It’s hard to believe that so many months have passed since our incredible journey to the Congo and back with our children. We barely got out of the country with both kids, and arrived on American soil exactly six months ago today.
There are so many things that are so much different from six months ago: our kids are speaking (mostly) English, the daily Palmer-tantrums are gone, the incessant Addie-belches are gone, we know that they are significantly older than they were alleged to be, and the incredible fear that resulted in bizarre behavior has relaxed as our kids are learning to trust us, and maybe even love us.
I knew one of the hardest things about adoption is awaiting love to be returned. One thing I didn’t anticipate was how hard it would be for me to love them in the first place. Oh, I had adored every picture, memorizing every crumb on Addie’s face, every time Palmer lost a tooth, every flash of a smile. But truthfully, I only loved the idea of them — the idea of rescuing two orphans from a miserable plight, the chance to introduce them to Jesus, the chance to live out the Gospel in such a tangible way.

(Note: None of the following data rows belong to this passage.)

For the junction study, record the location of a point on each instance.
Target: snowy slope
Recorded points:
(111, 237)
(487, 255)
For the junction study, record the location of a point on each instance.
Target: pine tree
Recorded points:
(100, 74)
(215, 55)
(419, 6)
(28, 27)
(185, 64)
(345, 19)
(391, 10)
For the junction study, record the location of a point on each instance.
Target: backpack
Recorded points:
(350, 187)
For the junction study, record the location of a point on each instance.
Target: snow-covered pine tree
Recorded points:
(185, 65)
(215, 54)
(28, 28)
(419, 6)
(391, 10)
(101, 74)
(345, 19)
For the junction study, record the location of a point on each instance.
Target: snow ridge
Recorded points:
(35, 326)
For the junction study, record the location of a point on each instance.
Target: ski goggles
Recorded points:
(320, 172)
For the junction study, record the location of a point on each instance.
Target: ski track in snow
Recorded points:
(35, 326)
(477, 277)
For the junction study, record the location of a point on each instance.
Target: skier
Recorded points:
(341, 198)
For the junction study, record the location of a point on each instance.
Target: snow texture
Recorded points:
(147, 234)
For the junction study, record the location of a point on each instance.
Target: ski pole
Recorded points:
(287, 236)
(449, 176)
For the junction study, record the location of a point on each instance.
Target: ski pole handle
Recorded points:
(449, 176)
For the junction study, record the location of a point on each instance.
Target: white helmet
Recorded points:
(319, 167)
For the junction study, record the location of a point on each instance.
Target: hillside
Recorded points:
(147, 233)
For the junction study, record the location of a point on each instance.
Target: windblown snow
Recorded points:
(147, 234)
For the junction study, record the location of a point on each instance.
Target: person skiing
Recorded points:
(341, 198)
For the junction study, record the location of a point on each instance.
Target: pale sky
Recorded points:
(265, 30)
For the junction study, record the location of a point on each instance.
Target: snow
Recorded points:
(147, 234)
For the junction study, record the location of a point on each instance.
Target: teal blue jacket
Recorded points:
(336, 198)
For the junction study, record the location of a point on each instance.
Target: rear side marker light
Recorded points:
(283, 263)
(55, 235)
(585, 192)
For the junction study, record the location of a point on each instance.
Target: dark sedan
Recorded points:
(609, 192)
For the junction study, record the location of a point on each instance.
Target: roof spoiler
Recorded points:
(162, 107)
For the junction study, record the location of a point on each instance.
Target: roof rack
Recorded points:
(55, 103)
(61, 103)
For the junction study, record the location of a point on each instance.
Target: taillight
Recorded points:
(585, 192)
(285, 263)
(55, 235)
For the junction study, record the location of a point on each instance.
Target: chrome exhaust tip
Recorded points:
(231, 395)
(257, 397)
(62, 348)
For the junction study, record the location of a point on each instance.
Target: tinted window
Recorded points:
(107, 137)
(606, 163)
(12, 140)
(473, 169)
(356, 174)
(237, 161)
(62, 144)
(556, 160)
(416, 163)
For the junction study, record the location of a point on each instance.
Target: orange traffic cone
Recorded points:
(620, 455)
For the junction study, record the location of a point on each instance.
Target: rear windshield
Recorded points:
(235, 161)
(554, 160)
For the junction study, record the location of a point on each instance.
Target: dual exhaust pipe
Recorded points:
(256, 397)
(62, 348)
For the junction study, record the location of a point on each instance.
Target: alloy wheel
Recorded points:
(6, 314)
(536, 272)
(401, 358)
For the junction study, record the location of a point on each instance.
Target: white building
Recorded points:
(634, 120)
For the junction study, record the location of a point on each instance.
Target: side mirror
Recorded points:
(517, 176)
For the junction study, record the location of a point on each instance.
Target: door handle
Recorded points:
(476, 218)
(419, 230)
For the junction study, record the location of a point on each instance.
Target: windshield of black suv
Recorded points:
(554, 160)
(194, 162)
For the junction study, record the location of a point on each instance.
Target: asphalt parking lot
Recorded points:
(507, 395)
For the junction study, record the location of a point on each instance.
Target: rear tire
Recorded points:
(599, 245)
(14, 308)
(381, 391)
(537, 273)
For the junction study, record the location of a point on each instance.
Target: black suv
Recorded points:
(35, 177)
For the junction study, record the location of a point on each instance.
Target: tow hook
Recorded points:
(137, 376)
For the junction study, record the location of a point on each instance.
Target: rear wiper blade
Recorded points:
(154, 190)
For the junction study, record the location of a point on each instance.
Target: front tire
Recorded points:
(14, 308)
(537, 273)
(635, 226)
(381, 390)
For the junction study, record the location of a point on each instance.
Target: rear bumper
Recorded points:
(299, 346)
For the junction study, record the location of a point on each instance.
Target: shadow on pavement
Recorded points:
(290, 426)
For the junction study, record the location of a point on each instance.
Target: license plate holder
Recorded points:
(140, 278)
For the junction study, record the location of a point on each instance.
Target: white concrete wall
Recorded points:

Suddenly I had to transition from admiring two pictures to raising two children.
I didn’t realize how hard it would be to love two children who really only loved each other, who weren’t interested in communicating with me or being affectionate, who bristled at my touch and glared at me with hateful eyes.
“Do you not know how hard we worked to adopt you? Do you not know the expense, the hours of praying, the paperwork, the torment of just trying to bring you home?”
No, they do not. We were some strangers who suddenly and mysteriously entered their lives in the Congo, carried them away from everyone they ever knew, and planted them in a country where they are the minority, no one else speaks their language, and forced them into school that is much beyond their capability.
“Adoption is the only trauma in the world where the victims are expected by the whole of society to be grateful.” — Reverend Keith C. Griffith
It’s a wonder we’ve survived at all.
But this is the awesome nature of living out the Gospel. The Incarnation was not a pretty process either. Sometimes we tend to want the glory of the resurrection without the suffering of the cross, but we cannot experience the fullness of the Gospel without each.
As we wait for our children to return our affection, and accept themselves as part of our family, I can only recall what my Savior did for me, and wonder how many times He has waited patiently, crying out, “Do you not know the torment I went through just to bring you home?” How many times do I still bristle at His touch, or only love what I have here-and-now more than eternity? Meanwhile, He is inviting me to a deeper and more rich relationship where I see His Kingdom through His eyes instead of my own.
The more I know adoption, and the more I reflect on spiritual things, the more I realize that the model of the Incarnation — dwelling INTO suffering, not standing outside of it, is the key to knowing more of the heart and mind of Christ. I cannot stand outside of our children’s lives and merely wish them well or pray about them. No, I must whisper admist the tantrums, wade through impossible homework, wrestle through language barriers, and wipe the snotty noses of these children. My children. They will never know that I love them otherwise.
If we’re not intentionally wading into the suffering of others — the poor, the widows, orphans, the trafficked, the enslaved, the foreigners — how will they ever know our love, and ultimately, God’s love? This is the heart of the Incarnation, and the incarnational life: intentionally loving, even when it means that the mess of others splashes onto us.
And I do love them. I adore Palmer’s wit, his funny faces, his wild and adventurous spirit, his disciplined nature, and his tender heart. I adore Addie’s genuine giggle, her willingness to help at any task, her happy spirit, the way she plays with my fingers during prayer time, and her insistence that even the worst of times can be survived with a wistful sigh and the bat of an eyelash. My love for my children is love not born out of labor and delivery in the physical realm, but in the spiritual realm.
I cannot love them because they look like me. I love them because they look like Him.
There are no shortcuts to the glory of the resurrection. And even though incarnational living has been exceptionally painful at times, I’ve experienced God in an entirely new way in the last six months.
What could be more magnificent than that?